Признание Генриетте не было результатом эмоциональной вспышки или минутного порыва. Анри все продумал и взвесил. Вероятно, ему, женившись, придется преодолевать, особенно вначале, некоторые материальные трудности, но уже была договоренность с главным редактором о повышении зарплаты в будущем году, что обеспечивало ему и Генриетте прожиточный минимум.

И вдруг такое…

В сердцах Анри швырнул камешек до середины Сены, но Генриетта, все поняв, прижалась к плечу Анри щекой. Он не мог сердиться, если она просила помилования, и, не выдержав, поцеловал ее влажные, чуть раскрытые губы. Генриетта ответила, и они долго целовались, прикрывшись пиджаком и ни на кого не обращая внимания.
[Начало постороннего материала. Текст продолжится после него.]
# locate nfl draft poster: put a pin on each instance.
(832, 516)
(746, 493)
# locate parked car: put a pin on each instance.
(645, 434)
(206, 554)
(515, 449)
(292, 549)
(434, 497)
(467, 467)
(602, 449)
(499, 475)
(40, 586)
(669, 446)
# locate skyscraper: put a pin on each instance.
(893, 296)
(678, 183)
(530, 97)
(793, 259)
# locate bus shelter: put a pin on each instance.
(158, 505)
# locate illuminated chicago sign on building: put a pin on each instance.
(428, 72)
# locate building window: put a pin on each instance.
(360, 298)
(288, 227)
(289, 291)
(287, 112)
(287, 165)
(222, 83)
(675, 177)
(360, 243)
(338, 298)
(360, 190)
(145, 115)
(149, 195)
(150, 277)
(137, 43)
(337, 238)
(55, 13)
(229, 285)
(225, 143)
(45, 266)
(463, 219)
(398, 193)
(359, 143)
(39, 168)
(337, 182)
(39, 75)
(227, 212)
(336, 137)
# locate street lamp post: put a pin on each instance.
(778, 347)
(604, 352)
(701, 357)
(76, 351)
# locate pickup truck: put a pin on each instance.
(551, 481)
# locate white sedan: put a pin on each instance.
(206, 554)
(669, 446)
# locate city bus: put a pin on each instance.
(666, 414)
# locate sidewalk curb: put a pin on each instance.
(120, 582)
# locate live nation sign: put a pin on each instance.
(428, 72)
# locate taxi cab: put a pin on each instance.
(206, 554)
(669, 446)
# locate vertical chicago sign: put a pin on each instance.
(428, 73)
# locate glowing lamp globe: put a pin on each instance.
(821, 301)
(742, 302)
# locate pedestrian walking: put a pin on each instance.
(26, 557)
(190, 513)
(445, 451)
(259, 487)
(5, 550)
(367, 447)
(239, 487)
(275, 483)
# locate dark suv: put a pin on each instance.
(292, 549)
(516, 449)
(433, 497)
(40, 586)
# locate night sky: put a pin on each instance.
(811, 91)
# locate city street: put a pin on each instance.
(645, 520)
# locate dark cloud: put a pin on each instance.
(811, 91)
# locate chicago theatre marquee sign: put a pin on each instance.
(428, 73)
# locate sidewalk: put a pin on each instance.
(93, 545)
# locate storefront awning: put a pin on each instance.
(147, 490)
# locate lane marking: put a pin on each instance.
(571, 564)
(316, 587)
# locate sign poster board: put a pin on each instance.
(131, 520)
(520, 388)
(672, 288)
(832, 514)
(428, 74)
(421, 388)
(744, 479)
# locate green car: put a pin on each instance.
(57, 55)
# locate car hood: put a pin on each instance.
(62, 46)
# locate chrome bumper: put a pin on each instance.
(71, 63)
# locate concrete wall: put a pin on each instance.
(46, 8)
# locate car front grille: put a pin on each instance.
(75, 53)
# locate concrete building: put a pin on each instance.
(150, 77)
Они целовались бы еще и еще, но туча вдруг прорвалась дождем. Генриетта, оторвавшись от Анри, подставила зацелованные губы под капли. Дождь хлестал по ее лицу, и она смеялась и глотала дождевую воду совсем по-детски, прихлебывая.

Они промокли, но Генриетте не было холодно. Анри и подавно. Он не заметил бы и настоящей бури, лишь бы было хорошо Генриетте. Вдруг она опомнилась, схватила его за руку и потянула к зданию, где в подъездах прятались застигнутые непогодой одинокие прохожие.

Полная женщина, которая и в подъезде не складывала зонтик, пропустила их, посмотрев недовольно и даже осуждающе. Наверное, она имела на это основание: их поведение было безрассудным, но сегодня Анри плевал на мнение всего Парижа: стояли и смеялись, наблюдая, как льется с них вода, как бежит со щек, с ушей, с подбородка…

Потом Генриетта опустила глаза и покраснела: прозрачная блузка прилипла к телу. Девушка прикрылась пиджаком Анри, но это не помогло: юбка облепила бедра, и Анри казалось, что – мужчины, прятавшиеся от дождя в подъезде, только и делают, что смотрят на них. Он заслонил девушку, Генриетта поняла все и посмотрела благодарно.

А дождь лил и лил, и не было ему конца.

Генриетта вытерла лицо платочком, который сразу промок, выжала воду из подола. Потом ей стало холодно – Анри увидел, как у нее покрылась гусиной кожей шея. Через три дома светились окна бистро, Анри уже хотел предложить перебежать туда, но вспомнил, что за углом, совсем недалеко, живет Серж Дубровский. Севиль был в гостях у Дубровского несколько раз; они не то чтобы дружили, а симпатизировали друг другу; Сергей, корреспондент советского агентства печати, часто заходил в их редакцию – они не только перебрасывались двумя-тремя словами либо делились новостями, но и не один час просидели за чашкой кофе в соседнем ресторанчике.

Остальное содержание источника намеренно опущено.